Quel rapport y a-t-il entre l’accessibilité numérique et un projet de loi pour la liberté de choisir son avenir professionnel ?

Aucun, si ce n’est que le gouvernement a choisi ce véhicule législatif pour se mettre en conformité avec ses obligations vis-à-vis de Bruxelles.

En effet, la France a jusqu’au 23 septembre 2018 pour transposer en droit national les obligations issues de la Directive européenne 2016/2102. Cette dernière est relative à l’accessibilité des sites internet et des applications mobiles des organismes du secteur public. Si la France ne respecte pas ce délai, l’Europe pourra sanctionner financièrement la France.

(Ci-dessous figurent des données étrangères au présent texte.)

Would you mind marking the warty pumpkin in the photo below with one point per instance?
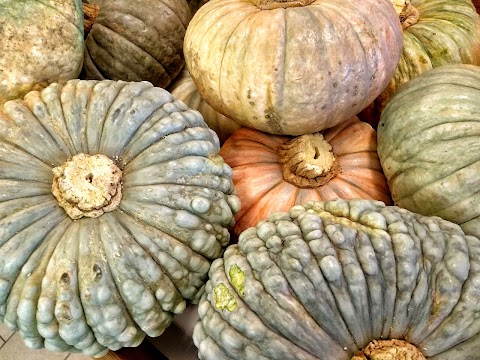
(40, 42)
(435, 33)
(113, 202)
(429, 145)
(184, 89)
(292, 67)
(273, 173)
(341, 280)
(135, 40)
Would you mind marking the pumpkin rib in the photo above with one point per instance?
(91, 66)
(166, 249)
(137, 46)
(103, 56)
(441, 180)
(131, 70)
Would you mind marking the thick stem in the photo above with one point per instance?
(407, 13)
(90, 13)
(87, 186)
(389, 350)
(275, 4)
(308, 161)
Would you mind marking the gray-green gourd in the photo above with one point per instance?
(141, 204)
(327, 278)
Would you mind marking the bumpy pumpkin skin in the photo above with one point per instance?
(40, 42)
(102, 283)
(326, 278)
(260, 183)
(292, 71)
(136, 40)
(446, 33)
(429, 148)
(184, 89)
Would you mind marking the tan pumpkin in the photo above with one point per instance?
(292, 67)
(184, 89)
(273, 173)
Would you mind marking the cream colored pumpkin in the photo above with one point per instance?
(184, 89)
(293, 67)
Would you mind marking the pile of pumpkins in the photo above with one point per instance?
(306, 171)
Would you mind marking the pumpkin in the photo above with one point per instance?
(41, 42)
(184, 89)
(114, 201)
(344, 279)
(194, 5)
(135, 40)
(292, 67)
(435, 33)
(273, 172)
(429, 145)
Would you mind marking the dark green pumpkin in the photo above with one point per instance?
(429, 145)
(135, 40)
(325, 279)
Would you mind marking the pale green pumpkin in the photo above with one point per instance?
(435, 33)
(429, 145)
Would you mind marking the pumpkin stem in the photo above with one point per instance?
(389, 350)
(87, 185)
(307, 161)
(275, 4)
(407, 13)
(90, 13)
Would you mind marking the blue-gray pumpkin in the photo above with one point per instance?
(113, 202)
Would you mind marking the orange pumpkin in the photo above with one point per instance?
(273, 173)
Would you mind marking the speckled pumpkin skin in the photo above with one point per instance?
(429, 145)
(292, 71)
(184, 89)
(95, 284)
(40, 42)
(447, 32)
(323, 280)
(136, 40)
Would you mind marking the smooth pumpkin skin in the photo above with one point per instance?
(136, 40)
(325, 278)
(292, 71)
(184, 89)
(429, 147)
(102, 283)
(447, 32)
(40, 42)
(262, 188)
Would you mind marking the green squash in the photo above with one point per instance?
(439, 32)
(327, 278)
(113, 203)
(40, 42)
(429, 145)
(136, 40)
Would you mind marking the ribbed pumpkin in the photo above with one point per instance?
(113, 202)
(184, 89)
(429, 145)
(273, 173)
(40, 42)
(325, 279)
(435, 33)
(292, 67)
(135, 40)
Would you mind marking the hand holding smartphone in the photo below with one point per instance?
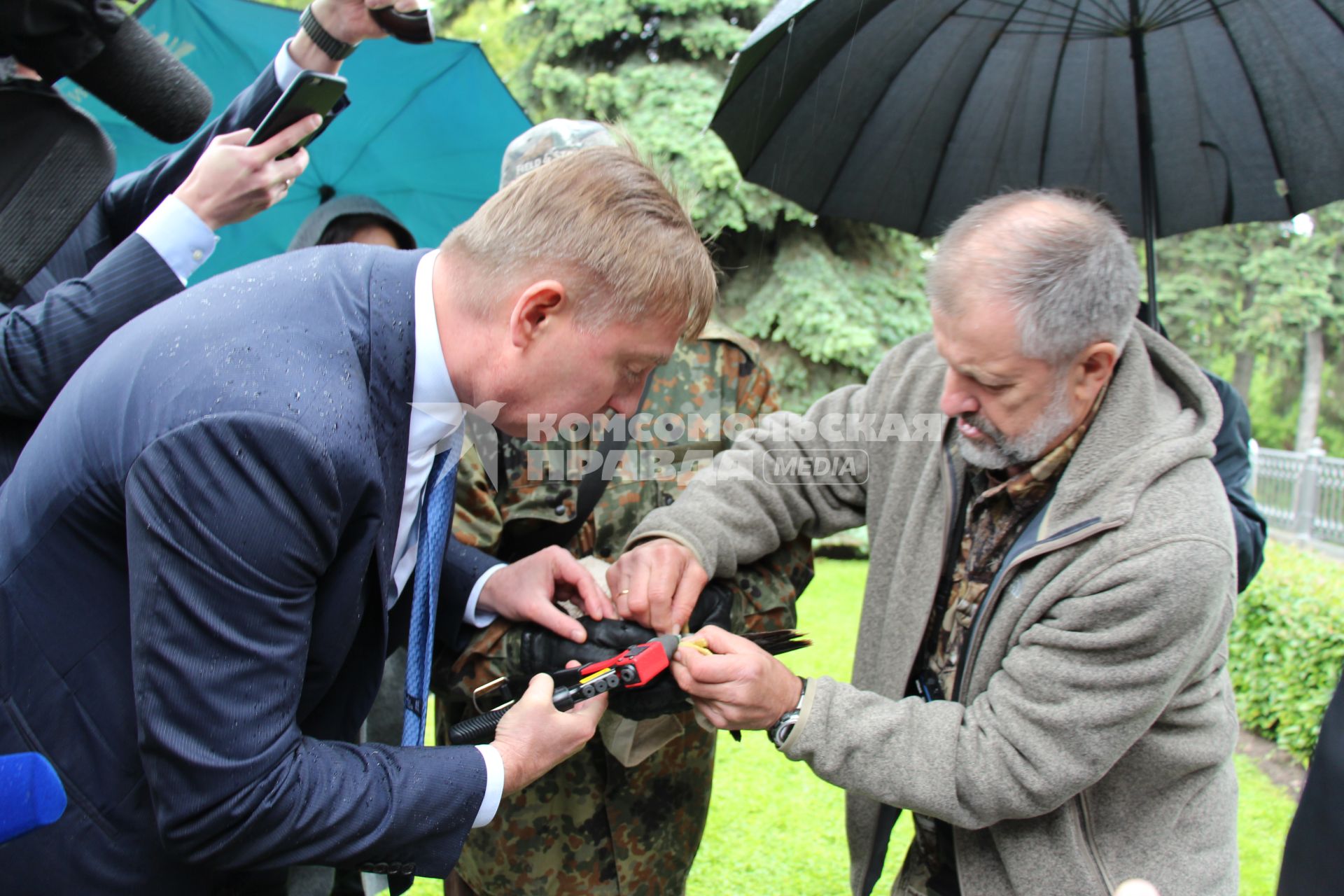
(309, 93)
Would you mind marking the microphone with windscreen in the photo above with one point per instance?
(30, 794)
(112, 57)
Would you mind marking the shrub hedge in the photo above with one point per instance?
(1288, 647)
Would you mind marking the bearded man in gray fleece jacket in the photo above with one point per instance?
(1041, 672)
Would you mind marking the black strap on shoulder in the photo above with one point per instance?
(590, 491)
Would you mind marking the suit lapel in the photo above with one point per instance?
(391, 323)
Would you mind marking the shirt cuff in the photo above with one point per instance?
(486, 617)
(286, 67)
(493, 786)
(181, 238)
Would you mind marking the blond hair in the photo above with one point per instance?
(616, 230)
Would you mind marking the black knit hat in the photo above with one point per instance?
(311, 232)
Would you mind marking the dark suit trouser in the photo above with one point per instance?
(1313, 856)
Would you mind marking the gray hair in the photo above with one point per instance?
(1060, 261)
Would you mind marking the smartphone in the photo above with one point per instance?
(309, 93)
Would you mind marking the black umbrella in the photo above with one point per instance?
(1180, 113)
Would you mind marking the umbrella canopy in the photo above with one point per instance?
(425, 132)
(906, 112)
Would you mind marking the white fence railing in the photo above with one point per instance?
(1301, 492)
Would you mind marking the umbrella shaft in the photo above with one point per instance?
(1147, 167)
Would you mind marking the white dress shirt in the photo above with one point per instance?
(428, 435)
(176, 232)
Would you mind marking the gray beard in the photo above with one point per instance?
(1003, 451)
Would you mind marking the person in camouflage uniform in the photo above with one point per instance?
(593, 825)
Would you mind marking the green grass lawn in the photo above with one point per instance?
(778, 830)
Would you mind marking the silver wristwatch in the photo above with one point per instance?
(780, 731)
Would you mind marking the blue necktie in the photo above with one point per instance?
(436, 519)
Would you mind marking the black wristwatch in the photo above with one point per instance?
(780, 731)
(335, 49)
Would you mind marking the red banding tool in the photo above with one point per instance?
(635, 666)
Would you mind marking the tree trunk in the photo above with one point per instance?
(1242, 375)
(1245, 367)
(1313, 365)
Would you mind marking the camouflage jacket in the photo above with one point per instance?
(592, 825)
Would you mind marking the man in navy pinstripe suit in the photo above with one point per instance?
(213, 538)
(151, 230)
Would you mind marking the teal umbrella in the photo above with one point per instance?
(425, 132)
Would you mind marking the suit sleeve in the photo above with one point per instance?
(43, 344)
(131, 198)
(233, 522)
(1231, 460)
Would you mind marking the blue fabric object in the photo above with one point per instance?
(30, 794)
(424, 136)
(101, 277)
(436, 519)
(195, 575)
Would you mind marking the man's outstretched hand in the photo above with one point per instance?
(534, 736)
(232, 182)
(528, 589)
(741, 687)
(656, 583)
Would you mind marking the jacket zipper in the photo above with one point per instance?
(1089, 839)
(977, 628)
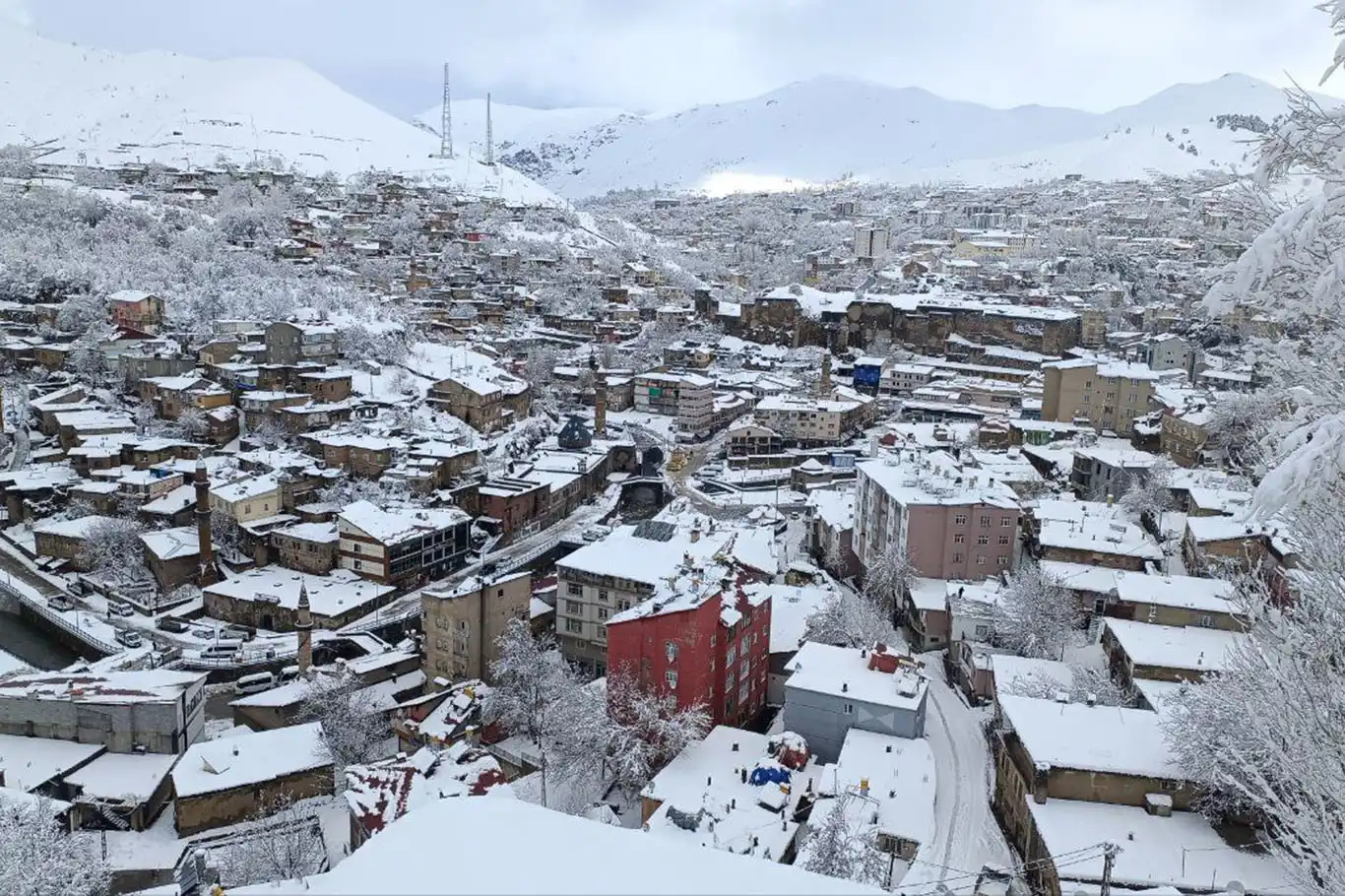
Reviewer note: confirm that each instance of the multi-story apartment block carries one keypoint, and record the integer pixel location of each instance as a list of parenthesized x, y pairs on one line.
[(952, 522), (1107, 395), (709, 646), (628, 566), (401, 549), (463, 624), (816, 421), (689, 397)]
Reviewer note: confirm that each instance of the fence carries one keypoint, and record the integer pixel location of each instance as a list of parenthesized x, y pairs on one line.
[(58, 620)]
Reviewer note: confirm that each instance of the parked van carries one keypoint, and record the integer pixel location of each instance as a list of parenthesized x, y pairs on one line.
[(254, 683)]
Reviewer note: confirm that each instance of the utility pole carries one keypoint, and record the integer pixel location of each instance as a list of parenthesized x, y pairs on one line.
[(445, 121), (1109, 859)]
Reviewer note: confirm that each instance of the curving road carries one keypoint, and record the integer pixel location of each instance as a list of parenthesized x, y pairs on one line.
[(966, 832)]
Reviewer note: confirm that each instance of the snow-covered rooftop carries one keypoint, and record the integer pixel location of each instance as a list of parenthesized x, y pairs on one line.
[(1102, 738), (825, 669), (565, 855), (214, 766)]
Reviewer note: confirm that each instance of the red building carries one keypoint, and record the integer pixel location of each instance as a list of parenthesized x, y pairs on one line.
[(709, 649)]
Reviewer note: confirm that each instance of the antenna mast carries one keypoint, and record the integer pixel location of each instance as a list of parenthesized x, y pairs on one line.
[(489, 135), (445, 121)]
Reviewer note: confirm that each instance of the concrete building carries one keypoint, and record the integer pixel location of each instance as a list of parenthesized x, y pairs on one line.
[(834, 689), (401, 549), (689, 397), (154, 711), (1107, 395), (463, 624)]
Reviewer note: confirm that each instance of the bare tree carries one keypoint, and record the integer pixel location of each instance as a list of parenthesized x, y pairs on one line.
[(39, 859), (353, 730), (844, 847), (1264, 734), (283, 843), (112, 549)]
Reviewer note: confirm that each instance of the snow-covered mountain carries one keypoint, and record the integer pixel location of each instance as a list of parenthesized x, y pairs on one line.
[(827, 128), (112, 107)]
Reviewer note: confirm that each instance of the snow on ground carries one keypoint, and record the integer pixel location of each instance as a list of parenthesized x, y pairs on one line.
[(967, 834), (184, 112)]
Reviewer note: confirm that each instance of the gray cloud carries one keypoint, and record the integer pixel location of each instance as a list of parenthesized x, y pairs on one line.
[(668, 54)]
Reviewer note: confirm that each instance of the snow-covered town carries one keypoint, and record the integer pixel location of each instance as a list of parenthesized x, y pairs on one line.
[(572, 509)]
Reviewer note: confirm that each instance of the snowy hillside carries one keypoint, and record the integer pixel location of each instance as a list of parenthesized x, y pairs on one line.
[(179, 110), (826, 128), (514, 127)]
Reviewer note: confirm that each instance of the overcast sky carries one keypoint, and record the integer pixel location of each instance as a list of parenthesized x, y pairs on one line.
[(657, 55)]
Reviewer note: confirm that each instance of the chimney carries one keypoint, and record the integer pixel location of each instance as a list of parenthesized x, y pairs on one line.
[(304, 626), (600, 404), (1040, 782), (208, 575)]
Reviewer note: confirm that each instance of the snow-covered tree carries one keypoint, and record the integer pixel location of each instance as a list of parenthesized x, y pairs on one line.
[(848, 619), (1036, 615), (1150, 491), (1266, 734), (841, 845), (646, 731), (283, 843), (39, 859), (886, 581), (112, 549), (1237, 425), (530, 689), (1086, 682), (353, 730)]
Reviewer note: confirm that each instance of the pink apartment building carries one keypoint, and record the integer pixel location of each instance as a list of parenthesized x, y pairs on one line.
[(954, 522)]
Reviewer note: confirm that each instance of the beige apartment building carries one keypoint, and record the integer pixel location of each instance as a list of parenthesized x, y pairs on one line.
[(1109, 396), (815, 421), (689, 397), (463, 624)]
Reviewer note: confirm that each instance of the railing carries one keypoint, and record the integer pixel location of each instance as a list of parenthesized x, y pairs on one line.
[(59, 620)]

Le gouvernement profite de ce que le projet de loi pour la liberté de choisir son avenir professionnel soit étudié cet été. Pour gagner du temps, le gouvernement a engagé une procédure accélérée. La procédure accélérée signifie qu’il n’y aura qu’un seul vote par chambre :

  • un vote à l’Assemblée nationale,
  • un vote au Sénat.

L’objectif de l’article 44 ? Mettre la loi en phase avec les obligations issues de la Directive européenne.

Le 15 juin 2018 a donc eu lieu le vote à l’Assemblée nationale sur cet article 44. Vous pouvez retrouver la teneur des débats sur le site NosDéputes.fr.

Tout projet de transposition se fait a minima, dans un souci de simplification des normes. Le texte à l’origine de ceci ? La Circulaire du 26 juillet 2017 relative à la maîtrise du flux des textes réglementaires et de leur impact.

Le vote au Sénat se prévoit en séance publique les mardi 10 et mercredi 11 juillet. L’objectif ? Une adoption finale du texte.

Quelles obligations légales en matière d’accessibilité numérique en septembre 2018 ?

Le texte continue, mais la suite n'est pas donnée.